From 9a4c6d8a118c15115763f5f92cda1723218a8b91 Mon Sep 17 00:00:00 2001
From: joshieDo <93316087+joshieDo@users.noreply.github.com>
Date: Fri, 23 Jan 2026 20:11:47 +0000
Subject: [PATCH] feat(rocksdb): static file based healing for
 TransactionHashNumbers (#21343)

---
 .../src/providers/rocksdb/invariants.rs       | 221 +++++++++---------
 1 file changed, 113 insertions(+), 108 deletions(-)
diff --git a/crates/storage/provider/src/providers/rocksdb/invariants.rs b/crates/storage/provider/src/providers/rocksdb/invariants.rs
index 63901ac74e..286e3a41ec 100644
--- a/crates/storage/provider/src/providers/rocksdb/invariants.rs
+++ b/crates/storage/provider/src/providers/rocksdb/invariants.rs
@@ -9,13 +9,12 @@ use crate::StaticFileProviderFactory;
 use alloy_eips::eip2718::Encodable2718;
 use alloy_primitives::BlockNumber;
 use rayon::prelude::*;
-use reth_db::cursor::DbCursorRO;
-use reth_db_api::{tables, transaction::DbTx};
+use reth_db_api::tables;
 use reth_stages_types::StageId;
 use reth_static_file_types::StaticFileSegment;
 use reth_storage_api::{
-    ChangeSetReader, DBProvider, StageCheckpointReader, StorageChangeSetReader,
-    StorageSettingsCache, TransactionsProvider,
+    BlockBodyIndicesProvider, ChangeSetReader, DBProvider, StageCheckpointReader,
+    StorageChangeSetReader, StorageSettingsCache, TransactionsProvider,
 };
 use reth_storage_errors::provider::ProviderResult;
 use std::collections::HashSet;
@@ -55,15 +54,16 @@ impl RocksDBProvider {
             + StageCheckpointReader
             + StorageSettingsCache
             + StaticFileProviderFactory
+            + BlockBodyIndicesProvider
             + StorageChangeSetReader
             + ChangeSetReader
             + TransactionsProvider<Transaction: Encodable2718>,
     {
         let mut unwind_target: Option<BlockNumber> = None;
 
-        // Check TransactionHashNumbers if stored in RocksDB
+        // Heal TransactionHashNumbers if stored in RocksDB
         if provider.cached_storage_settings().transaction_hash_numbers_in_rocksdb &&
-            let Some(target) = self.check_transaction_hash_numbers(provider)?
+            let Some(target) = self.heal_transaction_hash_numbers(provider)?
         {
             unwind_target = Some(unwind_target.map_or(target, |t| t.min(target)));
         }
@@ -85,19 +85,13 @@ impl RocksDBProvider {
         Ok(unwind_target)
     }
 
-    /// Checks invariants for the `TransactionHashNumbers` table.

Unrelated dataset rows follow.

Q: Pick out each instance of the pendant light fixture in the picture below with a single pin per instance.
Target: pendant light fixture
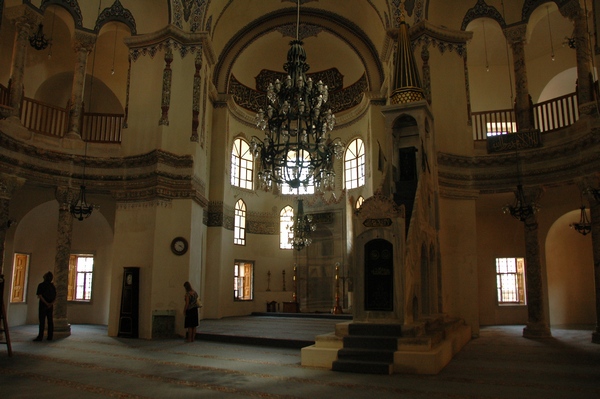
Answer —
(80, 209)
(297, 149)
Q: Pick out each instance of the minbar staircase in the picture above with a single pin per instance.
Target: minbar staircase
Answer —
(368, 348)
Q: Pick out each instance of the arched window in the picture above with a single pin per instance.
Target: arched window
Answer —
(239, 223)
(291, 171)
(286, 220)
(354, 164)
(241, 164)
(359, 202)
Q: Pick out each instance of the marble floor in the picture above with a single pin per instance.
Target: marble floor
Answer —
(500, 363)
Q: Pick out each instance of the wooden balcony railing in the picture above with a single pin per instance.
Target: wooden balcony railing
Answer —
(102, 128)
(53, 121)
(547, 116)
(43, 118)
(4, 93)
(556, 113)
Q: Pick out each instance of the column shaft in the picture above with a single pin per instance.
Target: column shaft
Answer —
(523, 106)
(595, 217)
(17, 76)
(61, 262)
(83, 46)
(537, 325)
(585, 90)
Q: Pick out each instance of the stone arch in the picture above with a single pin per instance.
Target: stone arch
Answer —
(72, 6)
(116, 13)
(570, 273)
(482, 10)
(336, 25)
(34, 235)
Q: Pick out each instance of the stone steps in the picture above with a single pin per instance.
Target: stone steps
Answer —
(368, 348)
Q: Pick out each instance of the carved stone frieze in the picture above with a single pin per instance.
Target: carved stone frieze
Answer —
(157, 174)
(304, 30)
(84, 41)
(340, 99)
(155, 203)
(516, 33)
(379, 206)
(170, 37)
(427, 34)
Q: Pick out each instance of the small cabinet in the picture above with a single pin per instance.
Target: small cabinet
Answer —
(130, 299)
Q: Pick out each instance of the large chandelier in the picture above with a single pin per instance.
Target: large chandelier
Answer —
(584, 226)
(521, 208)
(39, 41)
(300, 231)
(297, 148)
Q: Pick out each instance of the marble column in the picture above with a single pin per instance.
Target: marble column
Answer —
(585, 88)
(196, 98)
(523, 106)
(64, 196)
(8, 185)
(595, 219)
(166, 90)
(84, 44)
(537, 323)
(25, 21)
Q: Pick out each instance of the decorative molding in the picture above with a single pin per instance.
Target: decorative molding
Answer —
(520, 140)
(530, 5)
(9, 184)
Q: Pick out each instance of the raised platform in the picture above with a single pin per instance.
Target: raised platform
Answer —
(418, 350)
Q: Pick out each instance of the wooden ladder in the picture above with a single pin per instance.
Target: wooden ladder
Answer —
(4, 333)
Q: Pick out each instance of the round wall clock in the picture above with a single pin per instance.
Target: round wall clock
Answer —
(179, 245)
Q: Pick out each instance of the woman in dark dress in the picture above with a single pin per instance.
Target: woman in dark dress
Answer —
(191, 311)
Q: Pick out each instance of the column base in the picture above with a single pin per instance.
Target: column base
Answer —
(537, 331)
(62, 328)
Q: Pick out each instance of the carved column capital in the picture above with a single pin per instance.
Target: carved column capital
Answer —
(571, 10)
(9, 184)
(65, 196)
(23, 17)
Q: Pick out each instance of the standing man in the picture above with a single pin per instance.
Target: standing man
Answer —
(47, 294)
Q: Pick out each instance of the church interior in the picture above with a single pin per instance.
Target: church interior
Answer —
(426, 167)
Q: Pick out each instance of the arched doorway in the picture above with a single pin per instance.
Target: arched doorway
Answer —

+    /// Heals the `TransactionHashNumbers` table.
     ///
-    /// Returns a block number to unwind to if MDBX is behind the checkpoint.
-    /// If static files are ahead of MDBX, excess `RocksDB` entries are pruned (healed).
-    ///
-    /// # Approach
-    ///
-    /// Instead of iterating `RocksDB` entries (which is expensive and doesn't give us the
-    /// tx range we need), we use static files and MDBX to determine what needs pruning:
-    /// - Static files are committed before `RocksDB`, so they're at least at the same height
-    /// - MDBX `TransactionBlocks` tells us what's been fully committed
-    /// - If static files have more transactions than MDBX, prune the excess range
-    fn check_transaction_hash_numbers<Provider>(
+    /// - Fast path: if checkpoint == 0 AND `RocksDB` has data, clear everything
+    /// - If `sf_tip` < checkpoint, return unwind target (static files behind)
+    /// - If `sf_tip` == checkpoint, nothing to do
+    /// - If `sf_tip` > checkpoint, heal via transaction ranges in batches
+    fn heal_transaction_hash_numbers<Provider>(
         &self,
         provider: &Provider,
     ) -> ProviderResult<Option<BlockNumber>>
@@ -105,73 +99,99 @@ impl RocksDBProvider {
         Provider: DBProvider
             + StageCheckpointReader
             + StaticFileProviderFactory
+            + BlockBodyIndicesProvider
             + TransactionsProvider<Transaction: Encodable2718>,
     {
-        // Get the TransactionLookup stage checkpoint
         let checkpoint = provider
             .get_stage_checkpoint(StageId::TransactionLookup)?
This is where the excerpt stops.